I hurried through the garden gate and down the clay-brick path that led out into the trees.

In my nervous haste, I reached the designated place and sat down on the stone bench with plenty of time to spare.

I smoothed my white chiton obsessively over my knees, tapping my feet with nervous anticipation.

When that failed to provide enough comfort, I sprang up again and took to pacing back and forth beneath the nearby oak tree, trying to swallow my fear while side-eyeing the empty space where the god of death had perched last night.

I had only done a few laps when I heard the familiar sound of wingbeats behind me.

My skin prickled. I whirled around and found Thanatos sitting casually on the bench, his wings sprawling behind him. He was exactly the same as I remembered, right down to the playful reflection of the moonlight off his long hair and dark feathers. “Looking for something?” he teased.

My face grew hot. “Hi,” I breathed. I wasn’t sure whether I’d actually expected him to show up.

I supposed this answered that question. I tried to ignore my shaking legs as I walked over and sat down on the bench beside him.

I leaned back onto one hand and offered a friendly smile. “Uh…how was your day?”

He gave me a quizzical look. “My day?” His voice was soft and deep and almost musical, a disarming sound from such a dreaded god.

“Yeah, I mean…did you meet anyone interesting today? While taking people’s souls?”

“Well, I suppose the best today was the one who did not believe it was me.” He chuckled wryly. “It takes a rare soul to evade terror upon seeing my face. But sometimes you mortals just figure yourselves untouchable, for reasons beyond me.”

“What? How could they not realize?” I pressed. “I mean, just look at you! You brought the scythe, right? That thing is terrifying.”
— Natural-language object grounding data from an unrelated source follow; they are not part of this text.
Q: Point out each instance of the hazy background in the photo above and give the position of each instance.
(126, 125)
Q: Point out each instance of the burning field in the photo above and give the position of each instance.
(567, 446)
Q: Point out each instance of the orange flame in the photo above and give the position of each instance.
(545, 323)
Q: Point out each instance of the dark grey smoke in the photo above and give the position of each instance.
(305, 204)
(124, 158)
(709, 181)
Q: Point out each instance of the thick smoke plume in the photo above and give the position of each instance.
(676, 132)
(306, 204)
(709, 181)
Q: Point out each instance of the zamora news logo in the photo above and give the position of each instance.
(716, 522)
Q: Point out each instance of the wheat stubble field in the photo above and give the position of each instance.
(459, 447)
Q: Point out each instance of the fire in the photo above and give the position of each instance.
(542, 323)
“Ha. Yes, I did. But he remained convinced he was dreaming, the poor fool. He thought himself favored by someone on Olympus, cared for enough to be protected into old age. But sickness claimed him all the same.”
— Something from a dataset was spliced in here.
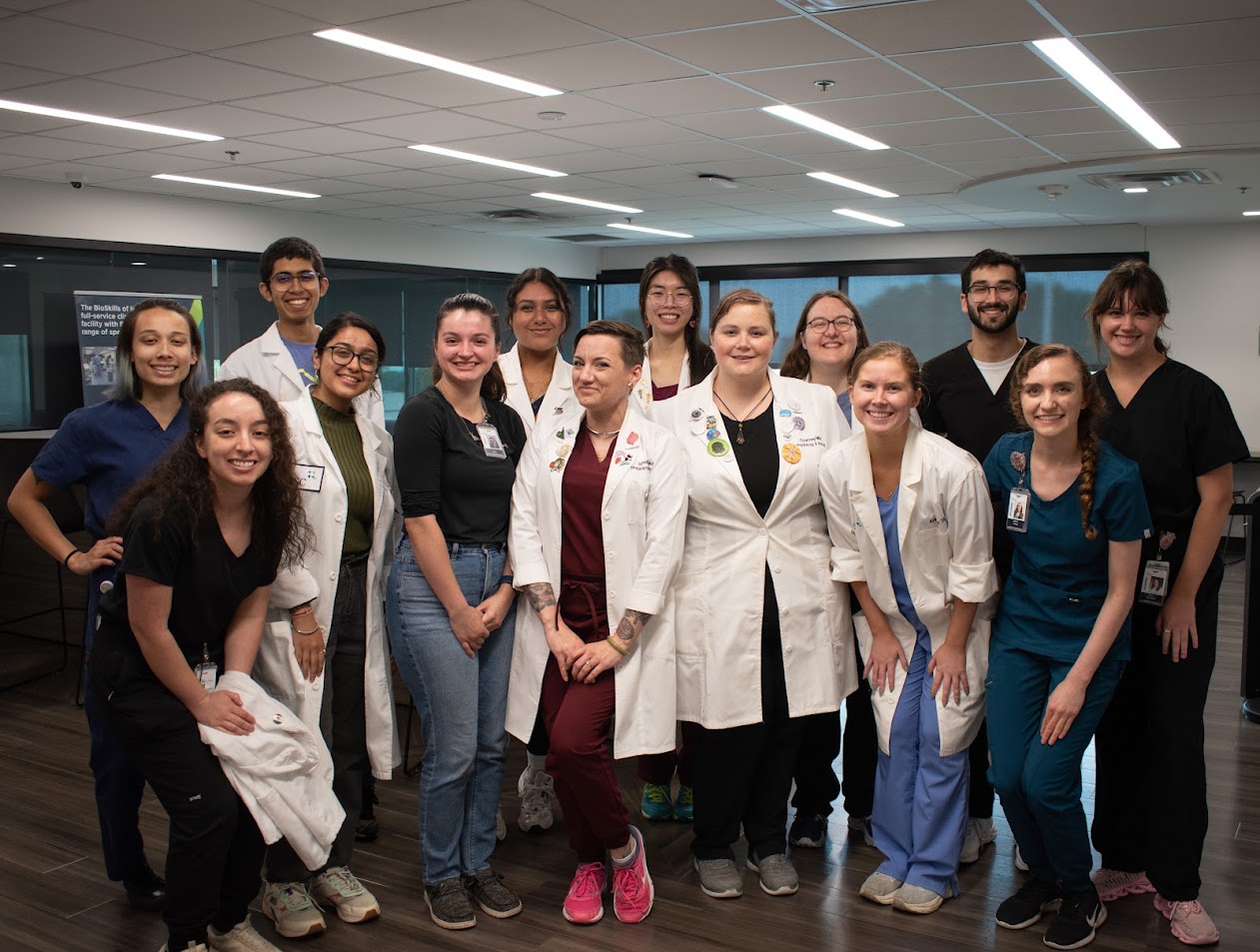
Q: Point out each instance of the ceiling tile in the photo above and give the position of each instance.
(28, 40)
(757, 46)
(184, 25)
(204, 78)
“What a silly man,” I agreed. “I suppose he’s eating his words in the Underworld now.”

Thanatos flashed me a mischievous smile. “He is not quite there yet. He will not be feeling much of anything right now.” His brows arched slightly, and I guessed that he wanted me to ask what he meant.

“What do you mean?” I asked.

“Well, you wanted to know yesterday how I…work. I will tell you, if you still wish it,” he offered cheerfully. “Just answer one question of mine.”

My grip on our bench’s edge tightened, and I fought to ignore an impulse of suspicion. “Alright,” I replied, my voice unwavering. “What would you like to ask?”

Thanatos leaned toward me, and a lock of smooth, pale hair slid over his shoulder. His wings fanned out further behind us in a motion interpretable as either laziness or intimidation. I bit my lip, and my hold on my seat drained the color from my knuckles.

“If I were to make it impossible for you to ever share what I say to you, would you still wish to hear it?”